L’ostetrica: “Stanno smantellando la sanità pubblica”

Il 24 giugno la Funzione Pubblica Cgil scenderà in piazza in difesa della sanità pubblica. Un settore che ogni giorno di più presenta le ferite inflitte da anni e anni di disinvestimento. Perché partecipare alla manifestazione? Può chiarire le idee il confronto che abbiamo avuto con Roberta, ostetrica da 25 anni e cittadina che vive le inefficienze del Servizio Sanitario Nazionale quotidianamente, come tante altre persone.

Ci racconti brevemente la tua esperienza lavorativa?

Nel corso della mia carriera lavorativa ho avuto modo di lavorare sia nella sanità pubblica che in quella privata. Nel 1998 sono entrata nell’Azienda USL Toscana Centro e tutt’ora qui ricopro la mansione di ostetrica dopo una breve parentesi nel settore privato durata fino al 2003. Ho sempre preferito lavorare nella sanità pubblica piuttosto che in quella privata che, inevitabilmente, risponde a logiche economiche. In particolare, non mi è mai piaciuto il rapporto che veniva adottato con il paziente, che al contrario credo rappresenti una parte fondamentale del trattamento.

Quali sono le problematiche legate alla tua professione che hai avuto modo di riscontrare?

Da ostetrica a volte mi capita di avere a che fare con la mancanza di materiali e strumentazioni, che impiegano tanto ad arrivare e che spesso non coincidono con quello che è stato richiesto. Ma secondo me, nel mio settore specifico la problematica più grave è rappresentata dai consultori. Non riescono più a rispondere alle esigenze delle persone: le prime difficoltà si riscontrano già nella telefonata per prendere un appuntamento. Una volta la famiglia e la donna in gravidanza effettuavano un percorso con il consultorio che durava mesi prima e dopo la gravidanza. Ora è diventato tutto più complicato. Quello che invece dovremmo fare è seminare salute: ci vorrebbe un’ostetrica di famiglia che segua, conosca e tuteli i genitori e i bambini durante tutte le fasi, dall’infanzia alla vita adulta.

In che stato versa il Servizio Sanitario Nazionale e secondo te quale è la percezione che ne ha la cittadinanza?

Il rapporto con la sanità pubblica da cittadina è molto complicato.
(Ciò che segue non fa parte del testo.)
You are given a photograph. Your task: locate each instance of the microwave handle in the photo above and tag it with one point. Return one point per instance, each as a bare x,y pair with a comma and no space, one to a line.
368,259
Personalmente posso dire che per un’operazione oculistica mi è stata stimata un’attesa di 14 mesi. I cittadini, in generale, sono arrabbiati. Io lavoro in prima linea, al pronto soccorso, e qui le persone arrivano già alterate: sono aumentate le violenze e le aggressioni al personale, anche soltanto verbali. Sanno che dovranno affrontare una lunga attesa e il rischio a volte è anche quello di non avere risposte. Capita di sentirsi dire che c’è bisogno di fare un accertamento e che conviene farlo nel settore privato, perché in quello pubblico non c’è la possibilità. Il Servizio Sanitario Nazionale sta subendo uno smantellamento continuo e non ne siamo abbastanza consapevoli. È come la metafora della rana bollita: se mettessimo una rana dentro l’acqua bollente, questa schizzerebbe subito fuori. Mettendola invece nell’acqua fredda e cuocendola pian piano, questa finirebbe bollita senza accorgersi di nulla.

Perché è giusto scendere in piazza sabato 24 giugno a Roma in difesa della sanità pubblica e del diritto alla salute?

Come la rana, ci stiamo adattando ad una situazione spiacevole e stiamo accettando passivamente lo smantellamento della sanità e l’esternalizzazione di qualsiasi servizio. Bisogna farsi vedere, bisogna farsi sentire e far capire alle persone che la sanità pubblica è un bene inestimabile: non ci rendiamo conto di cosa abbiamo. Oggi capita ancora che si possa scegliere la strada della sanità privata quando c’è disponibilità economica o quando si vuole andare da uno specialista. La scelta è una bella cosa, ma quando si è costretti vuol dire che c’è un problema. La politica già conosce la situazione, ma non fa nulla per cambiarla. Dobbiamo scendere in piazza, alzare la voce e smuovere la coscienza delle persone.